Nel giugno 2013, il The Guardian pubblicò il primo articolo di una lunga serie, che riguardava la sorveglianza di massa da parte della NSA, la National Security Agency degli USA. Per “informare il pubblico su ciò che viene fatto in loro nome e quello che è fatto contro di loro” Edward Snowden, ex membro dell’intelligence americana, parlava di come l’NSA riuscisse a raccogliere i dati dei telefoni di milioni di clienti di uno dei principali fornitori di servizi di telecomunicazione, seguendo un’ordinanza top secret.

Il caso Snowden fu la prima e dettagliatissima ricostruzione del funzionamento delle operazioni di sorveglianza nella nostra epoca, che dimostrò come la raccolta dei dati spesso entri in contrasto con i nostri diritti fondamentali. A quell’articolo ne seguirono molti altri, e si costruì uno dei maggiori casi giornalistici dell’epoca che cambiò profondamente il modo in cui consideriamo internet.

A livello storico tra gli “Snowden effects” il più importante è stato l’avvio di dibattiti pubblici, ancora in corso, attorno a temi fondamentali come privacy e giustizia del dato. Dalle rivelazioni del 2013, infatti, si è innescata una dettagliata ricostruzione di come funzionino le operazioni di sorveglianza e quanto diffuse esse siano anche da parte di governi saldamente democratici. Conseguenze indirette del caso sono molte scelte normative avvenute negli ultimi anni, dal GDPR in Europa fino alla recente multa record inflitta a Meta.

Molte battaglie, tuttavia, sono andate perdute. Siamo ancora in un mondo sorvegliato e tale sorveglianza si è ulteriormente moltiplicata nel business come nella politica. Per Solange Ghernaouti dell’Università di Losanna, oggi “assistiamo a una banalizzazione della raccolta ed elaborazione dei dati, spesso invisibile agli utenti, che sta permettendo lo sviluppo di un’economia digitale ma anche di un’economia di sorveglianza, che è già una realtà. […] Parallelamente c’è una deriva verso il rafforzamento della sicurezza, in cui vengono imposte sempre più tecniche basate sulla sorveglianza e gli spazi di libertà sono sempre di meno: tutti i luoghi pubblici sono dotati di sensori, telecamere di sorveglianza. Le persone non si sentono sotto sorveglianza, ma lo sono non appena usano lo smartphone o sono per strada. E non c’è chiarezza su cosa succeda a questi dati, da chi, dove e per quale scopo vengano conservati”.

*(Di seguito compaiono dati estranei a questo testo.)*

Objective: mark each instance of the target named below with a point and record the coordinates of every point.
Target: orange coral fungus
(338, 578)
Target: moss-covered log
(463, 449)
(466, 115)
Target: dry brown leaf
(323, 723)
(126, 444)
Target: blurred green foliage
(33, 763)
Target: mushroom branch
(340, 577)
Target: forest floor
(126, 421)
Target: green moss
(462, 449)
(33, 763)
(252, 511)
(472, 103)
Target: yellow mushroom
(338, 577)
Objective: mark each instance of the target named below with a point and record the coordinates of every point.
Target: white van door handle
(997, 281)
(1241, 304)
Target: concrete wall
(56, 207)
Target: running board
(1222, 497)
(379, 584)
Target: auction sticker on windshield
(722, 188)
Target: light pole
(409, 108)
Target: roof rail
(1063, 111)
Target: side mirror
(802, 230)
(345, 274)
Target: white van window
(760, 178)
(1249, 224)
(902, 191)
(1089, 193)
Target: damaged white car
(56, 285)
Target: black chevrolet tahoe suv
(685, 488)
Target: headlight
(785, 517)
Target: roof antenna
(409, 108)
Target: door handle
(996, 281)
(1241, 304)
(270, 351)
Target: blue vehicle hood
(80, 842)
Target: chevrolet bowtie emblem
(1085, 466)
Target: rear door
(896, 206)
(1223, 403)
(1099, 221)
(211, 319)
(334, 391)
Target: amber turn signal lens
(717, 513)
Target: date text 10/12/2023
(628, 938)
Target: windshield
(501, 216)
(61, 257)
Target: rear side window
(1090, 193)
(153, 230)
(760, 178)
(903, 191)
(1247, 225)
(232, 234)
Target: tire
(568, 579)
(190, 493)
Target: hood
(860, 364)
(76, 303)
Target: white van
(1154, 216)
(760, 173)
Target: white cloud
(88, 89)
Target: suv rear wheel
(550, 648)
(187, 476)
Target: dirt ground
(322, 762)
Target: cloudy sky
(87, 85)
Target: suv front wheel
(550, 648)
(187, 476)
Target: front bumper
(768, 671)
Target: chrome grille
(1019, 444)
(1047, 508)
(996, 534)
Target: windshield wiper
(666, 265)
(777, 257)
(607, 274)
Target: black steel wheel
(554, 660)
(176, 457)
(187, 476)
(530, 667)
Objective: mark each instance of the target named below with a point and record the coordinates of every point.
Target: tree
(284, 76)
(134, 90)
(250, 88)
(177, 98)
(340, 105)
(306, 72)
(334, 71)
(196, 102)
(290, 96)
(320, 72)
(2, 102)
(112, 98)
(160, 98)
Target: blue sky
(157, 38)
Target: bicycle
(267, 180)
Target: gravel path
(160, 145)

Lo stesso Snowden ha affermato che “se pensiamo a ciò che abbiamo visto nel 2013 e alle capacità dei governi di oggi, il 2013 sembra un gioco da ragazzi”. Snowden punta il dito anche contro le telecamere di videosorveglianza sul mercato, al riconoscimento facciale e all’intelligenza artificiale. “I progressi tecnologici- continua- stanno corrodendo la privacy, per questo è ancora più importante tracciare i limiti per proteggere la sfera privata. E non ci si può affidare ai governi o alle Big Tech, hanno altre priorità da difendere e interessi da seguire. Non l’hanno fatto prima, non lo faranno adesso”.